References
[1] Phil Whelan, http://www.philwhln.com/run-the-latest-whirr-and-deploy-hbase-in-minutes
[2] http://incubator.apache.org/whirr/quick-start-guide.html
[3] http://incubator.apache.org/whirr/whirr-in-5-minutes.html
[4] http://stackoverflow.com/questions/5113217/installing-hbase-hadoop-on-ec2-cluster
[5] http://www.philwhln.com/map-reduce-with-ruby-using-hadoop
[5.1] http://www.cloudera.com/blog/2011/01/map-reduce-with-ruby-using-apache-hadoop/
********************** Install Hadoop/HBase on Whirr [1] on Ubuntu 10.04 **********************
NOTES: install JDK 1.6 not JRE
1) mvn clean install
First time: hbsql not found install error
Second time: no problem successful
2) set the following:
export AWS_ACCESS_KEY_ID=xxxxxxxxxxxxxxxxxxxxxx
export AWS_SECRET_ACCESS_KEY=xxxxxxxxxxxxxxxxxxxxxxxxxxxxxxxxxxxxxxxxx
2.a) 5 min test of Whirr [3]
ssh-keygen -t rsa -P '' -f ~/.ssh/id_rsa_whirr
bin/whirr launch-cluster --config recipes/zookeeper-ec2.properties --private-key-file ~/.ssh/id_rsa_whirr
echo "ruok" | nc $(awk '{print $3}' ~/.whirr/zookeeper/instances | head -1) 2181; echo
2.b) bin/whirr destroy-cluster --config recipes/zookeeper-ec2.properties
3)jongwook@localhost:~/whirr$ bin/whirr launch-cluster --config hbase-ec2.properties
3.a) Exception in thread "main" org.apache.commons.configuration.ConfigurationException: Invalid key pair: (/home/jongwook/.ssh/id_rsa, /home/jongwook/.ssh/id_rsa.pub)
Solution)
ssh-keygen -t rsa -P ''
4) You will see the following for about 5 min
<< (ubuntu@184.72.173.143:22) error acquiring Session(ubuntu@184.72.173.143:22): Session.connect: java.io.IOException: End of IO Stream Read
<< bad status -1 ExecResponse(ubuntu@50.17.19.46:22)[./setup-jongwook status]
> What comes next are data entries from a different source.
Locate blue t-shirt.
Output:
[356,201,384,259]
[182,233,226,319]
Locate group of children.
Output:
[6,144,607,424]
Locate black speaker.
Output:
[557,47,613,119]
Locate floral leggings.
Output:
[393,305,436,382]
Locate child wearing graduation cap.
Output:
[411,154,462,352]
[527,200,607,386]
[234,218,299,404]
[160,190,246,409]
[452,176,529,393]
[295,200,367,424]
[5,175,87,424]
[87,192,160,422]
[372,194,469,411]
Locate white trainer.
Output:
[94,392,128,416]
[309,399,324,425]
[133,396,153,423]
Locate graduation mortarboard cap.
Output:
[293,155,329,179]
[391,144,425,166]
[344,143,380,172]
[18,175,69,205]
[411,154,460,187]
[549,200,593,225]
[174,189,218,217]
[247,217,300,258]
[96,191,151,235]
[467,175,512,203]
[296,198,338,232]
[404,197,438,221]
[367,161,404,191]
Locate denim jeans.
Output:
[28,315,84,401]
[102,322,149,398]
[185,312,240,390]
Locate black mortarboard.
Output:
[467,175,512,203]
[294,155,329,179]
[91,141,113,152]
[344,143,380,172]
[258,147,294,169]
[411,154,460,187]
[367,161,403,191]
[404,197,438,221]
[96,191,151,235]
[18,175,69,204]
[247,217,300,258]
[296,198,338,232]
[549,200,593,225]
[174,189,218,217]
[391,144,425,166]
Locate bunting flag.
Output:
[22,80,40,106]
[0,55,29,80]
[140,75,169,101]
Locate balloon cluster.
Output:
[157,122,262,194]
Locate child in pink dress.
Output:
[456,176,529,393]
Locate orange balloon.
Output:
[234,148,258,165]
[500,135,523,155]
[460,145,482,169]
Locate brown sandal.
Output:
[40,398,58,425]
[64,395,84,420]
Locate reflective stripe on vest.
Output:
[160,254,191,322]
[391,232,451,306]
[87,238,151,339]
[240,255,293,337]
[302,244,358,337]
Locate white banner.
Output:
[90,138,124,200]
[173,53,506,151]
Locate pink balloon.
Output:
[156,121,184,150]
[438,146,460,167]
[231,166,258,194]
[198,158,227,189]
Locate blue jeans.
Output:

<< bad status -1 ExecResponse(ubuntu@174.129.131.50:22)[./setup-jongwook status]
5) then, hbase folder with shell and xml files are generated under '.whirr'
jongwook@localhost:~/whirr$ ls -al /home/jongwook/.whirr/
total 12
drwxr-xr-x 3 jongwook jongwook 4096 2011-06-17 16:19 .
drwxr-xr-x 46 jongwook jongwook 4096 2011-06-17 16:09 ..
drwxr-xr-x 2 jongwook jongwook 4096 2011-06-17 16:19 hbase
6) Setup proxy server at Systems > Preferences > Network Proxy [5, 5.1]
Mark SOCKS Proxy
Proxy Server: localhost
port: 6666
6.a) at another terminal - temr2, setupHadoopEnv :
jongwook@localhost:~/whirr$ source ~/Documents/setupHadoop0.20.2.sh
6.b) And, at another terminal - temr2, Run Hadoop proxy to connect external and internal clusters
jongwook@localhost:~/whirr$ sh ~/.whirr/hbase/hadoop-proxy.sh
Running proxy to Hadoop cluster at ec2-184-xx-xxx-0.compute-1.amazonaws.com. Use Ctrl-c to quit.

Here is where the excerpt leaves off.